Outro tipo de cronista

 Na zoologia dos escribas, há o cronista cansado, que, ao contrário do sem assunto, tem muito a dizer, mas não tem fôlego. Sendo assim, desconversa, cochila entre vírgulas e economiza diálogos.

— Não!

— Sim.

— No duro?

— Da cebola.

E o leitor que se esforce para saber se falavam mal do presidente, do ponta-esquerda do Bangu ou se viajavam de um ácido ingerido no verão de 1968 e que, do nada, bateu de novo. Ele que se levante da cadeira e, pela janela, veja o que acontece na rua e descubra a crônica não escrita, sequer rascunhada.

O cansaço não é como a manga, que tem qualidade, ou como o automóvel, que tem marca. Assim mesmo, é fibroso, pode fundir e, quando baixa no lombo do cronista, faz do pobre coitado um procrastinador contumaz, encurtador de frase e espichador de silêncio. Daí, o cronista cansado, só de pensar, sua e, para não piorar, deita-se de conchinha com o vento do ventilador e conta no máximo até dois para não ficar esgotado.
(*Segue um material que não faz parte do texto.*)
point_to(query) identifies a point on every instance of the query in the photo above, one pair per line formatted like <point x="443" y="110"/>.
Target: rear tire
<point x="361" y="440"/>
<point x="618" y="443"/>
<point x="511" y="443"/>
Sou desse espécime, ainda que tenha de esclarecer que... ah, outro dia me explico. Outro dia, mas não fujo de cumprir a função social do cronista, qual seja, preencher um pouco mais a folha em branco. Saio de mansinho deixando um poema um tanto quanto melancólico.


O peixe e o nada



O que do rio se pesca,
o peixe e o nada,
nada por nada,
nada por nadar.

Cumprindo a vida, o peixe
ocupando espaço, o nada.
Jantamos o peixe
depois de almoçados pelo nada,

com quem vamos deitar.





2 comentários:

Caio disse...

Gostei da expressão "espectador de silêncio",
Belo título pra uma
Coletânea

No Osso disse...

Valeu, Caio. Pensarei a respeito, hein?